This was part one of a three-part project to investigate ice loads on dams. This project consisted of three topics: extreme ice loads and the role of ice physical limits, ice load non-uniformity, and ice loads on small, low-head dams.

Extreme ice loads were evaluated using various methods, including (a) empirical assessment, (b) partially-probabilistic, deterministic analyses, and (c) fully-probabilistic analyses. It was concluded that, to obtain realistic results, a fully-probabilistic analysis is required. Physically-limited 100-year ice loads were established for the Barrett Chute, Arnprior, and Seven Sisters Generating Stations, as 188, 215, and 378 kN/m, respectively. These values are credible in relation to the field data that have been collected at these sites.
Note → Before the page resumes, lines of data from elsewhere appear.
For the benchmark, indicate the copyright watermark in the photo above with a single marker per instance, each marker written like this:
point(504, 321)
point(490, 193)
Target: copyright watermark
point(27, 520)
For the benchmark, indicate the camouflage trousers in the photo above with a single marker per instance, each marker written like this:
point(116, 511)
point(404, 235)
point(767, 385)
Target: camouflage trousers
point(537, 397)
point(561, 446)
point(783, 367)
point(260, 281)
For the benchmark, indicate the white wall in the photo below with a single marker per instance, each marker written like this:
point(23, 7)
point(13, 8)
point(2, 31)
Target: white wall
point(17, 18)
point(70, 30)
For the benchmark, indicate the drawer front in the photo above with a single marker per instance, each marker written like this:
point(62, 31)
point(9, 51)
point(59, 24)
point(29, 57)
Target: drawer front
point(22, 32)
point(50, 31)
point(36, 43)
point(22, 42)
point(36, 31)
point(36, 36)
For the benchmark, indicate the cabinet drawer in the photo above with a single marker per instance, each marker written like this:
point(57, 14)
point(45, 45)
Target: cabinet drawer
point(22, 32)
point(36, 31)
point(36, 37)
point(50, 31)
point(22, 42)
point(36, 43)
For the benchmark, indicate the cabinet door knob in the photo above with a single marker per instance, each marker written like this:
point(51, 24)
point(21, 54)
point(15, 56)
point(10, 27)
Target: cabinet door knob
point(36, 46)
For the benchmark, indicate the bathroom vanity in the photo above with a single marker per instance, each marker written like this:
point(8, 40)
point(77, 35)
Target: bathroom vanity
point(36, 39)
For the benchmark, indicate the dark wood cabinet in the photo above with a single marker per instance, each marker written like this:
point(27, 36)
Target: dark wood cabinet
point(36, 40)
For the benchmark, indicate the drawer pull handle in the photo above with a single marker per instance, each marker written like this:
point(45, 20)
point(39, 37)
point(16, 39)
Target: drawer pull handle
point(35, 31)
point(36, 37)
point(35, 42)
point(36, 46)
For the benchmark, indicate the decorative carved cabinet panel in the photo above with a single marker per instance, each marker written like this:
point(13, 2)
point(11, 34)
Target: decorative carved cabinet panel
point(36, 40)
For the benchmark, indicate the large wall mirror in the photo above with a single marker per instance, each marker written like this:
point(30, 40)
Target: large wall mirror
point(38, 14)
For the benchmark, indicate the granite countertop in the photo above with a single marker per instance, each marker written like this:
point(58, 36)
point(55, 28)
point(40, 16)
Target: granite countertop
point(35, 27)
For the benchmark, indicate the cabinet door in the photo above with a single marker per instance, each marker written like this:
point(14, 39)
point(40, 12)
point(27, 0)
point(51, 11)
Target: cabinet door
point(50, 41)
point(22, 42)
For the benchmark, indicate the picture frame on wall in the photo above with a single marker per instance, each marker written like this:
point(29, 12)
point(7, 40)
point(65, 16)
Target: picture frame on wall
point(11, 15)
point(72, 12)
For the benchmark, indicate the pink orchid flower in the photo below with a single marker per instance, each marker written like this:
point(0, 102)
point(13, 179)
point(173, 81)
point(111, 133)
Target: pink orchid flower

It is noteworthy that the data vary among the dams, so in order to obtain load-relief benefit from physical limits, ice loads need to be defined for various regions and dams.

Ice load non-uniformity could cause ice loads on short wall sections to be higher than the average over a wide front or in the reservoir ice sheet. Field data from one site for one winter showed that load augmentation occurred. Ice load augmentation was investigated using various approaches. It was concluded that detailed analyses are required to obtain results that are realistic and not overly conservative. Although relevant field data have only been collected at one dam for one winter, useful insights and conclusions were obtained. The 100-year ice loads on a short wall section may be higher than far-field loads by about 5-10% for a 10 m long wall, and about 10-15% for a 5 m wall. This conclusion is valid for a wide range of far-field load magnitudes and sites.

Ice loads for low-head (<10m) dams are of concern for the stability of these structures. An opinion was provided regarding whether ice loads on small dams would be substantially different than those for larger dams. This work was aimed at assessing whether or not the ice loads evaluated in the previous sections are applicable for small dams, and whether special consideration is needed. The work was subjective and considered potential variations regarding the environmental conditions at dams and forebay operating regimes. With respect to either thermal or combined ice loads, I opine that ice loads at small dams would be similar to those for larger dams.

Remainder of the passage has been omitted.